Before we look at the implementation methods, it's key to understand the transformation process requirements as they directly affect the options available. In general, I have seen only three data transformation scenarios:

  • Source data is already transformed (i.e., no transformation required).

  • Source data requires very simple transformation operations.

  • Source data requires very complex transformation operations.

The first and second scenarios almost never occur. If they do, then either you're really building an ODS?and hence this book's techniques generally do not apply?or somehow you've tricked the upstream application teams into producing your source data files with all your data transformations already complete.

Almost always, I find the third scenario to be the case. By more complex transformations, I mean data transformation operations more complex than simply:

  • Substituting constants.

  • Converting data types.

  • Applying format masks.

  • Assigning fields to a sequence number.

  • Setting to NULL based on a condition.

  • Setting a DEFAULT based on a condition.

  • Using simple SQL operators (e.g., UPPER, TRUNC, SUBSTR, etc.).

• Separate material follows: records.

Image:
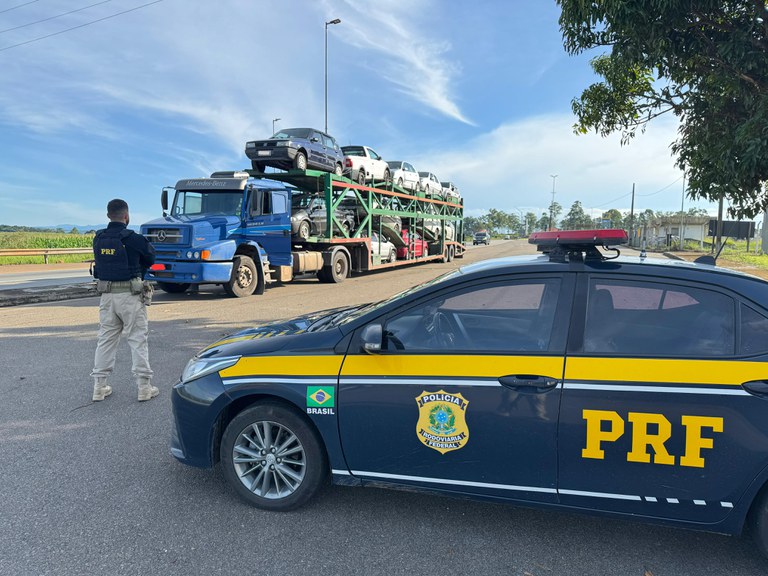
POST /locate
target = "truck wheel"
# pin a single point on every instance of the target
(303, 232)
(272, 458)
(244, 278)
(337, 271)
(173, 288)
(300, 161)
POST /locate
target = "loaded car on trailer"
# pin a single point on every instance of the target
(234, 229)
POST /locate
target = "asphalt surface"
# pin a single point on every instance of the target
(90, 488)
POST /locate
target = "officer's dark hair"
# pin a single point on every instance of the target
(116, 208)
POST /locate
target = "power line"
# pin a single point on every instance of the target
(54, 17)
(18, 6)
(80, 26)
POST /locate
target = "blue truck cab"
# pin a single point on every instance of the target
(229, 229)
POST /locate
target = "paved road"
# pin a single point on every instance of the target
(42, 275)
(89, 488)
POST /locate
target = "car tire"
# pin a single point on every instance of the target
(172, 288)
(273, 458)
(244, 278)
(300, 161)
(304, 230)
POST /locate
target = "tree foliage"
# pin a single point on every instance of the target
(705, 61)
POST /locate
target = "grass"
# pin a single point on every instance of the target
(11, 240)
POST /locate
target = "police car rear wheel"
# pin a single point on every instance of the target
(273, 458)
(244, 278)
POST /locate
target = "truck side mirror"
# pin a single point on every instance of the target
(371, 338)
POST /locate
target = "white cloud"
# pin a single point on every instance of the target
(510, 167)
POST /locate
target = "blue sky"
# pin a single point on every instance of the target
(477, 92)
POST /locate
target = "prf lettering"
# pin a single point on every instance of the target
(650, 430)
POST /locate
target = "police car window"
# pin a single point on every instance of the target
(505, 317)
(656, 319)
(754, 332)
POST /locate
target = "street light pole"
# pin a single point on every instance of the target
(551, 224)
(334, 21)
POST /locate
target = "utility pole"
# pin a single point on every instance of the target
(632, 217)
(551, 206)
(334, 21)
(682, 216)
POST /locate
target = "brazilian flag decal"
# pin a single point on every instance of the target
(320, 397)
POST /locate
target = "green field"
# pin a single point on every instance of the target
(11, 240)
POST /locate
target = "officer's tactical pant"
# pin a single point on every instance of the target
(118, 312)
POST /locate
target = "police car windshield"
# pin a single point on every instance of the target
(355, 314)
(197, 203)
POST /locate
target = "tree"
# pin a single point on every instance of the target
(576, 219)
(705, 61)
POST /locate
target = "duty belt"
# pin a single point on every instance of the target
(117, 286)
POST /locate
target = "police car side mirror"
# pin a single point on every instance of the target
(371, 337)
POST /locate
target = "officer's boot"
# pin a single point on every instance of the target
(146, 390)
(100, 388)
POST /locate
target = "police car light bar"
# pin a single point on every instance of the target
(585, 238)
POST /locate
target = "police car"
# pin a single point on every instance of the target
(576, 379)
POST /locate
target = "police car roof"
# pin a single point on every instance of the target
(634, 264)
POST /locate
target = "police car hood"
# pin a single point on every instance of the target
(275, 336)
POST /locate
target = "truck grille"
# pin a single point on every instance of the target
(165, 235)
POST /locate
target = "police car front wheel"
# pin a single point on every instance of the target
(272, 457)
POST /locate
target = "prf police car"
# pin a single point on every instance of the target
(574, 379)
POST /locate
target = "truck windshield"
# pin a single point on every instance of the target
(293, 133)
(197, 203)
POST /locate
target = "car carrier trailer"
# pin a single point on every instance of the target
(234, 229)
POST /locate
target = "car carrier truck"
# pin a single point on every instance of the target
(234, 229)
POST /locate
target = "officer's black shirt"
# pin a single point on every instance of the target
(141, 254)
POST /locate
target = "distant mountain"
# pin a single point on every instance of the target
(82, 228)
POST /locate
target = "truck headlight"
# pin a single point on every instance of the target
(199, 367)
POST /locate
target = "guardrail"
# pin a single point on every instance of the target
(44, 252)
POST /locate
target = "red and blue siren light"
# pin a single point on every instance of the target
(585, 238)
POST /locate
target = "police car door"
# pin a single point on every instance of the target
(653, 419)
(465, 392)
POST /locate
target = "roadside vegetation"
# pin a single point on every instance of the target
(39, 240)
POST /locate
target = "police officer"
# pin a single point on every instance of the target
(121, 259)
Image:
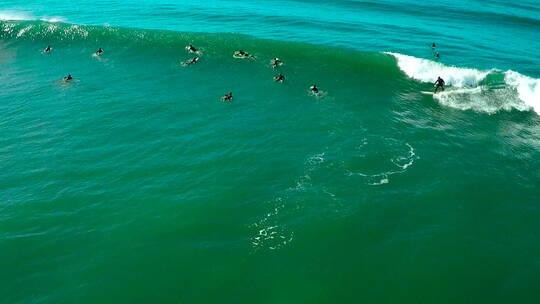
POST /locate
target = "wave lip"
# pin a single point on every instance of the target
(428, 71)
(528, 89)
(472, 89)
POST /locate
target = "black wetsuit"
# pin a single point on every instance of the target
(439, 84)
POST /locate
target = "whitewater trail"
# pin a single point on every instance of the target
(469, 88)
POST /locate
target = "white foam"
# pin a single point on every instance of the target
(528, 89)
(519, 92)
(428, 71)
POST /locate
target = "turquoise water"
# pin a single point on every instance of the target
(134, 184)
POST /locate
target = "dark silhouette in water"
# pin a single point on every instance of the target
(439, 83)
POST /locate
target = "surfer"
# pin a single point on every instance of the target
(227, 97)
(276, 62)
(242, 54)
(190, 61)
(439, 84)
(279, 78)
(191, 49)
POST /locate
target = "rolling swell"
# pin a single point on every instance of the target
(480, 90)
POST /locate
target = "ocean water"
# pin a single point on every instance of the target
(133, 183)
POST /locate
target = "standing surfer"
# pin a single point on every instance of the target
(439, 84)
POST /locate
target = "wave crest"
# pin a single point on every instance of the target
(471, 89)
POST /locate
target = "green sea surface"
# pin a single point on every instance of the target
(133, 183)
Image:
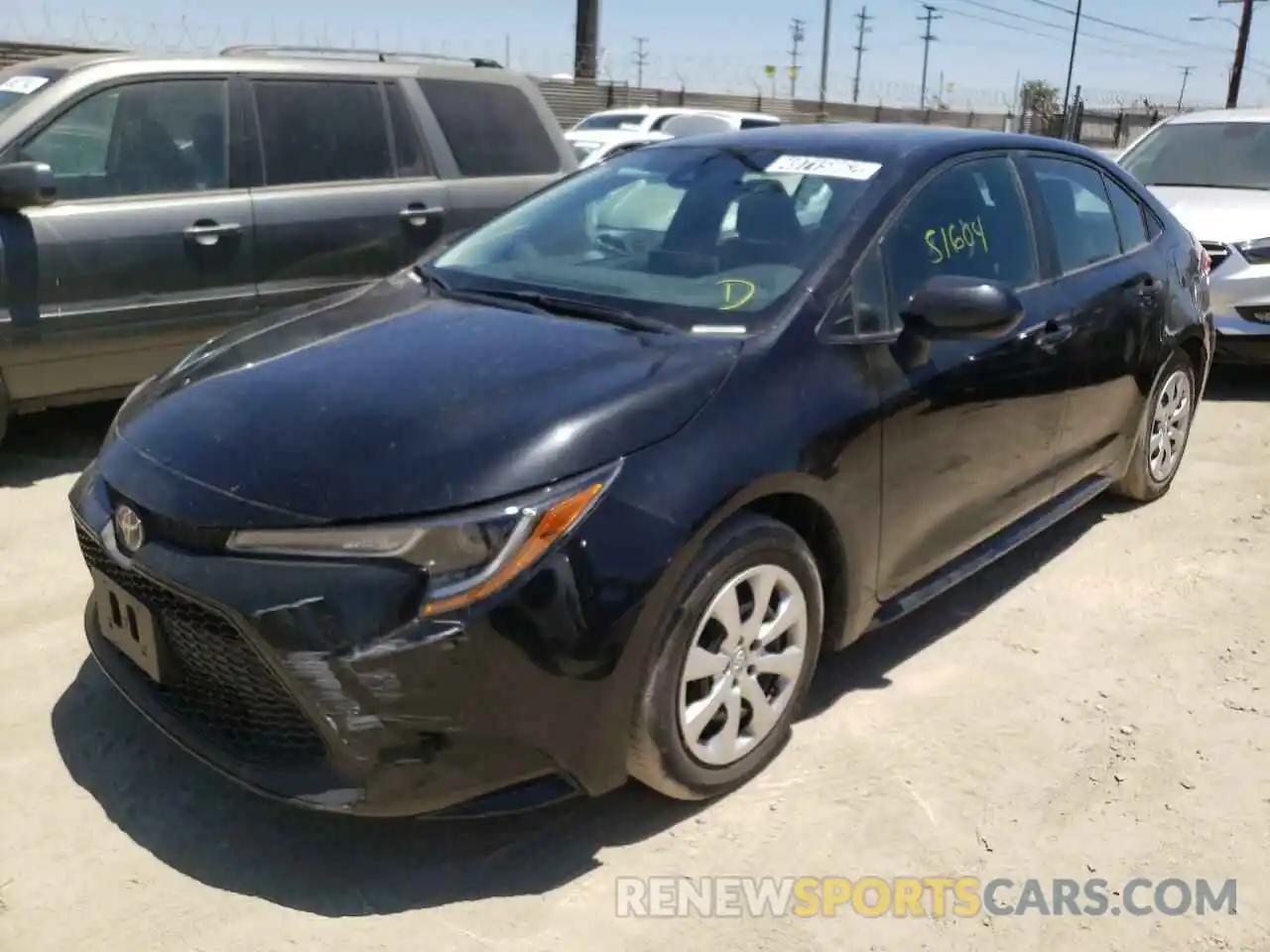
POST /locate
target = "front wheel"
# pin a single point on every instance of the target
(1165, 431)
(734, 662)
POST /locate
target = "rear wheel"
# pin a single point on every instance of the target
(734, 664)
(1165, 431)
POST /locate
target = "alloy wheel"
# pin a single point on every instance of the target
(743, 665)
(1170, 422)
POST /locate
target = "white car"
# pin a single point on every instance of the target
(595, 148)
(1211, 171)
(647, 118)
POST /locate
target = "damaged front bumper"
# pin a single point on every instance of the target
(318, 684)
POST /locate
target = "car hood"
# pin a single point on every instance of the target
(389, 403)
(1225, 214)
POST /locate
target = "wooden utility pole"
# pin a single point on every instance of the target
(1187, 72)
(1241, 49)
(862, 18)
(928, 39)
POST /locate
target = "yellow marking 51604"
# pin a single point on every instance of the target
(957, 238)
(737, 293)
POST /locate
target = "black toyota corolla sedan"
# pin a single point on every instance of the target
(587, 494)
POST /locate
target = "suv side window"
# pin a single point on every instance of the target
(1080, 212)
(144, 139)
(970, 221)
(1128, 216)
(322, 131)
(493, 128)
(411, 158)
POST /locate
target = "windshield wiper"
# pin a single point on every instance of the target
(584, 309)
(431, 278)
(1206, 184)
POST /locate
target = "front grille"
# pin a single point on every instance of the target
(1260, 315)
(218, 687)
(1216, 252)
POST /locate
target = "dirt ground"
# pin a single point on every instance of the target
(1096, 705)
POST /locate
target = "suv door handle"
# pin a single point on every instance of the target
(206, 232)
(1055, 334)
(417, 213)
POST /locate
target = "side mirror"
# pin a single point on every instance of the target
(26, 185)
(951, 306)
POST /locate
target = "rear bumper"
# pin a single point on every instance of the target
(318, 684)
(1239, 340)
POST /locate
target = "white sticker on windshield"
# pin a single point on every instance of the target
(826, 168)
(23, 85)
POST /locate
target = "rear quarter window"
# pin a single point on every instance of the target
(492, 128)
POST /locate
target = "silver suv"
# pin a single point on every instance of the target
(150, 202)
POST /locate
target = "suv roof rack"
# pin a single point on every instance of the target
(354, 53)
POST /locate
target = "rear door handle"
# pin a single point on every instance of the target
(417, 213)
(1055, 334)
(208, 232)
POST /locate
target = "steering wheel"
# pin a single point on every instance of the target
(613, 241)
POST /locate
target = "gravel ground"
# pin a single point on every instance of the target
(1095, 705)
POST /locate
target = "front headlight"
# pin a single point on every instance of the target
(466, 557)
(1255, 252)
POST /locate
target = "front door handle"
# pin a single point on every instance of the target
(1055, 334)
(417, 214)
(206, 232)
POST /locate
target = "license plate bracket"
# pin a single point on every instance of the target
(127, 624)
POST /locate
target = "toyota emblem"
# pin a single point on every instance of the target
(128, 531)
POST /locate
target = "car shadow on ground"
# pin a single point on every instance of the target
(53, 443)
(204, 826)
(1227, 382)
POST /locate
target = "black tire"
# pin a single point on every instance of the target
(658, 756)
(1138, 483)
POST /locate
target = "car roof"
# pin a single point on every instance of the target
(263, 60)
(878, 143)
(1206, 116)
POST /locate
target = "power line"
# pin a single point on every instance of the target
(639, 58)
(928, 39)
(797, 36)
(1103, 42)
(1134, 30)
(862, 27)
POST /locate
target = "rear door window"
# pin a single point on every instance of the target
(1079, 209)
(1128, 216)
(317, 131)
(492, 128)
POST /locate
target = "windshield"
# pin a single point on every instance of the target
(694, 236)
(21, 82)
(611, 121)
(1207, 154)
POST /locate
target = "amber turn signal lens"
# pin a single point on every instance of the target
(550, 527)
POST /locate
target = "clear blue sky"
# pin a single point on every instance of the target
(983, 46)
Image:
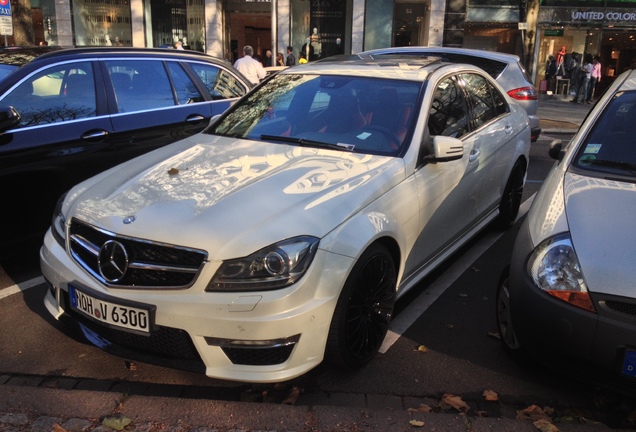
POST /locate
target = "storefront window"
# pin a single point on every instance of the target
(177, 20)
(102, 22)
(378, 29)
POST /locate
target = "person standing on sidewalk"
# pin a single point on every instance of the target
(248, 66)
(584, 81)
(595, 78)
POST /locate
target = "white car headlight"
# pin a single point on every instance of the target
(555, 268)
(58, 224)
(276, 266)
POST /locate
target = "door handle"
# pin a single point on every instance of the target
(95, 135)
(474, 155)
(195, 118)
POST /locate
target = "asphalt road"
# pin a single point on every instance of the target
(445, 342)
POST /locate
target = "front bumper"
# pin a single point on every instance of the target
(546, 326)
(267, 336)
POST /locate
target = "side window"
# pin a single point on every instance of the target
(220, 83)
(55, 94)
(186, 90)
(478, 89)
(140, 84)
(449, 111)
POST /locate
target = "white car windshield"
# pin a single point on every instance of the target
(364, 115)
(611, 146)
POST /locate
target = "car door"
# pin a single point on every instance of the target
(447, 192)
(493, 139)
(62, 139)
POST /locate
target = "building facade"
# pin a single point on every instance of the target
(322, 28)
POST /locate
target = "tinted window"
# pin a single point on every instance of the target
(140, 85)
(486, 101)
(220, 83)
(610, 147)
(185, 89)
(58, 93)
(449, 111)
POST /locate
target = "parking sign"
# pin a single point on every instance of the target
(6, 23)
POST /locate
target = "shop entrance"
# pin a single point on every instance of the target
(248, 23)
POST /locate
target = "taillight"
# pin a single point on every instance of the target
(524, 93)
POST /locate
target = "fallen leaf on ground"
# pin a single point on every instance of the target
(292, 396)
(533, 412)
(545, 426)
(117, 421)
(421, 408)
(490, 395)
(455, 402)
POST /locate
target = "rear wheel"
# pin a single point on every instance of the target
(364, 310)
(511, 198)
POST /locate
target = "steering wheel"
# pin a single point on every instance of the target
(394, 140)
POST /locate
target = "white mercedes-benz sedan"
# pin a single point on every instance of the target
(282, 235)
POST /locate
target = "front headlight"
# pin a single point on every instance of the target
(555, 268)
(276, 266)
(58, 224)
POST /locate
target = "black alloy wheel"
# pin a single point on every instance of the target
(364, 310)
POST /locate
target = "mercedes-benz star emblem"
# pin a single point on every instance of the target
(112, 261)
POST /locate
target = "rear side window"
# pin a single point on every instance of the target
(449, 111)
(610, 148)
(481, 93)
(55, 94)
(140, 85)
(219, 82)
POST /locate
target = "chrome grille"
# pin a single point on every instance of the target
(150, 264)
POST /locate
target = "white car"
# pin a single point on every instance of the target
(570, 291)
(283, 234)
(507, 69)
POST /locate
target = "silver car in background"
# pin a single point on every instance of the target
(506, 69)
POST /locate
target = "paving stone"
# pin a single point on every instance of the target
(76, 424)
(45, 423)
(14, 419)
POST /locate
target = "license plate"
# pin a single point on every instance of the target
(117, 315)
(629, 363)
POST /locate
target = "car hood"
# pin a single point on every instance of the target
(231, 197)
(600, 215)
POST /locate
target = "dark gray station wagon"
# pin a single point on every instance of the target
(69, 114)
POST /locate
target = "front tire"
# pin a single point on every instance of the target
(364, 310)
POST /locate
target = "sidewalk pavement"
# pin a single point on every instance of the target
(40, 409)
(558, 115)
(30, 405)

You may recognize these data transformation operations as those available from within Oracle's SQL Loader. So another way to state the third scenario would be that your data transformation process requires logic more complex than that provided by SQL Loader.

For some data warehouses, another key data transformation requirement is the ability to update previously inserted data. I've always referred to this as doing an "UPSERT" (i.e., the combination of an UPDATE and an INSERT). Beginning with Oracle 9i, the new MERGE command directly supports this key data transformation need. However, the MERGE is only supported in SQL DML commands, not in Oracle's SQL Loader.